Purpose: Cone-beam CT (CBCT) provides 3D guidance for interventional radiology and radiotherapy, but long acquisition time results in patient motion. Motion compensation methods require realistic models to replicate the complex interplay between image features and motion in CBCT. We report a phantom that presents realistic anatomical deformable motion via simple linear actuation.

Methods: The phantom incorporates numerous elements within a plastic cylindrical container (23 x 24 cm): ultrasound gel interstitium; synthetic liver (Syndaver Inc.); kidneys (SuperFlab, Bebig); aorta (3 cm PMMA cylinder); spine (4 cm Teflon tube and Delrin insert); and fat fascia (vegetable shortening - Crisco, P&G). 11 Teflon spheres (3 - 9.5 mm) and two cylindrical vessels were inserted into the liver to simulate contrast-enhanced lesions and vasculature. Key to deformable motion are two rubber apertures – one at the diaphragm connected to a linear actuator for SUP-INF motion and another to allow AP motion. CBCT images were acquired on a C-arm (body protocol, Cios Spin 3D, Siemens) with 4 - 16 mm amplitude of the linear actuator. CBCT images were registered to the static reference using Elastix (mutual information, 14³ knots) to assess the imparted deformation.
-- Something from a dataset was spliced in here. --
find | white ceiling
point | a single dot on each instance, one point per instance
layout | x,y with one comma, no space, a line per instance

Results: X-ray attenuation of the simulated structures was accurate: 30 HU liver, 60 HU kidneys, 660 HU cortical (300 HU inner) bone, and -160 HU fat. Linear actuation yielded a rich variety of deformable motion of structures: ~30% AP in mid-anterior regions, while posterior regions remained nearly static. The magnitude and complexity of the motion field was controllable via the actuation amplitude – e.g., 0.1 - 3.8 mm and 0.3 - 12.5 mm, for 4 mm and 16 mm actuation.

Conclusion: A realistic abdominal phantom for deformable motion was designed and tested. Linear motion applied to the diaphragm generated a rich deformable motion field, enabling testing of CBCT motion compensation techniques.

Funding Support, Disclosures, and Conflict of Interest: Academic-industry collaboration with Siemens Healthineers.